Ce travail sur la langue est éminemment présent dans l’œuvre d’Ahmadou Kourouma, un auteur que vous estimez.
Osvalde Lewat : Ahmadou Kourouma fait partie de ces auteurs qui ont nourri mon imaginaire, débridé mon écriture, m’ont donné envie de devenir écrivaine. Son travail sur la langue et la manière dont il s’est emparé de sujets difficiles avec humour, culot et talent m’ont toujours impressionné. Sa « malinkisation » assumée du français a affranchi bien des romanciers d’Afrique. J’en suis. Recevoir un prix qui porte son nom est un honneur. C’est encourageant pour la primo-romancière que je suis.
Outre le prix Ahmadou Kourouma, vous êtes également la première lauréate du prix Grand Prix Panafricain de littérature décerné par la présidence congolaise de l’Union Africaine…
Osvalde Lewat : C’était mon premier prix littéraire. J’étais très heureuse de le recevoir à Addis-Abeba devant tant de chefs d’État Africains. Ça veut dire qu’aujourd’hui, la littérature réussit à s’imposer comme un art qui peut rendre visibles nos pays, qui mérite qu’on lui accorde une place. C’est la première fois que l’Union Africaine décerne un tel prix et ça manquait. On est souvent couronné ailleurs. Être couronné chez soi à une saveur très particulière. J’espère que le prix va perdurer et permettre de mettre en lumière les difficultés que connaissent les acteurs du monde du livre en Afrique. C’est une industrie fragile et très peu aidée. Pour exister, les auteurs comme les éditeurs doivent publier hors d’Afrique ou recevoir des subventions d’autres continents. Il faut que le prix puisse aussi avoir des conséquences positives sur l’économie du livre en Afrique.
Je pense que pour écrire avec une certaine épaisseur sur une société, il faut à la fois en faire partie et avoir cette capacité à prendre de la distance pour la décrire, l’appréhender avec du recul.
Osvalde Lewat
Est-il possible d’écrire sur l’Afrique en étant géographiquement situé ailleurs ?

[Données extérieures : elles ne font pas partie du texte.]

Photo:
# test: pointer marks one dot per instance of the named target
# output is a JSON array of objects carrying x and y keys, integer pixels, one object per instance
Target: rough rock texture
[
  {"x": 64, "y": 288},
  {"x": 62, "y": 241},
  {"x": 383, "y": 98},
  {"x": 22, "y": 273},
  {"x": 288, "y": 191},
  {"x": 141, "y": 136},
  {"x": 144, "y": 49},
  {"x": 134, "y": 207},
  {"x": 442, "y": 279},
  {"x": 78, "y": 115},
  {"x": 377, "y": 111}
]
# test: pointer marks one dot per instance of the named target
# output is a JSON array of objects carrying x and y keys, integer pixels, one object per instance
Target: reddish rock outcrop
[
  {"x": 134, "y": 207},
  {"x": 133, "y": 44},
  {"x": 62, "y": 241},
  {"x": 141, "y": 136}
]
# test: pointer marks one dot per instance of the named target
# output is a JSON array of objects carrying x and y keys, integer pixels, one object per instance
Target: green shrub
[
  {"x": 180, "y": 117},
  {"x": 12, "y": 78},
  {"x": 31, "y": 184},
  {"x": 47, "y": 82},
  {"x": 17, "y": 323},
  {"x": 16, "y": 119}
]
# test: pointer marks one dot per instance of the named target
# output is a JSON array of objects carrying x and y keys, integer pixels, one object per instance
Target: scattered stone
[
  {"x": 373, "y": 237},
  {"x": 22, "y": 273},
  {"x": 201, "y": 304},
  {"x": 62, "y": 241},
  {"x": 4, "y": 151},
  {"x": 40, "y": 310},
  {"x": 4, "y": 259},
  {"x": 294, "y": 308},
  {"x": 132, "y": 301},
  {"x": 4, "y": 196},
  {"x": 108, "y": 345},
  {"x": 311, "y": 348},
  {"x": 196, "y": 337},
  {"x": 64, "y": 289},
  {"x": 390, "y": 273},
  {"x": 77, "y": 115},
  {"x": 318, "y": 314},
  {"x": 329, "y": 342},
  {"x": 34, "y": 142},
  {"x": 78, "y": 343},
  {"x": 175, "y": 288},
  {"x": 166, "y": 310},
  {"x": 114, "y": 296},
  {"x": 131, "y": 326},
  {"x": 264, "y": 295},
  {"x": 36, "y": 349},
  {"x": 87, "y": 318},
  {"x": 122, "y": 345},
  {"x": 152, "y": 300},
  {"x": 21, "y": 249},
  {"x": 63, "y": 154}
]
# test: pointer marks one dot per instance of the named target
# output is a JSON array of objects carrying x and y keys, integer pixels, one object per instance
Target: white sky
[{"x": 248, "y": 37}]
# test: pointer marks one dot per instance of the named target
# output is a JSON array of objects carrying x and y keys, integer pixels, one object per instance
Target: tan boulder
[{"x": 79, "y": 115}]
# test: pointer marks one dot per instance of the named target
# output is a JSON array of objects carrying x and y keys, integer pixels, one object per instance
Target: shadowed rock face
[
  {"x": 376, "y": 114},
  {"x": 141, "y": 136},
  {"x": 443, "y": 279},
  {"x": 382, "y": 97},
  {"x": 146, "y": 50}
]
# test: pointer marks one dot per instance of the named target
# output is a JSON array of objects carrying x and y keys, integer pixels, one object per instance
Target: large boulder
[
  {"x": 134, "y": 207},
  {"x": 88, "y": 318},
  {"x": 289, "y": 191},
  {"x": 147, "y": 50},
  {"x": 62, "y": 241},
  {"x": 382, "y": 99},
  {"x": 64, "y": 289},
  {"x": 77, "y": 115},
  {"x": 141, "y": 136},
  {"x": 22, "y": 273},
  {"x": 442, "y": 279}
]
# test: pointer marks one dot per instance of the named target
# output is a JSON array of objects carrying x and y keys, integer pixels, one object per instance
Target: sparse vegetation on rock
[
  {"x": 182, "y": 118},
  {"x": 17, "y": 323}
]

Osvalde Lewat : Je suis Africaine. Je suis née et j’ai grandi en Afrique. C’est là-bas que j’ai été en partie formée et la majorité de mes œuvres artistiques est réalisée sur le continent. J’ai un attachement et un ancrage très forts puisque je mène beaucoup d’actions culturelles et sociales dans plusieurs pays d’Afrique où j’ai vécu, et où je me rends régulièrement. Je pense que pour écrire avec une certaine épaisseur sur une société, il faut à la fois en faire partie et avoir cette capacité à prendre de la distance pour la décrire, l’appréhender avec du recul. Quand je parle d’en faire partie, ce n’est pas une question de couleur de peau ou de géographie, c’est une question de regards et de capacité à s’immerger dans un univers sien ou autre. Je suis réticente à cette idée qu’il faille vivre en Afrique ou en Europe pour écrire sur ces lieux. Je trouve que ça empêche l’imaginaire de voyager même si je sais qu’il faut être précautionneux quand il s’agit d’Afrique, parce qu’on a beaucoup été l’objet de regards, de désirs et d’affirmations erronées des autres.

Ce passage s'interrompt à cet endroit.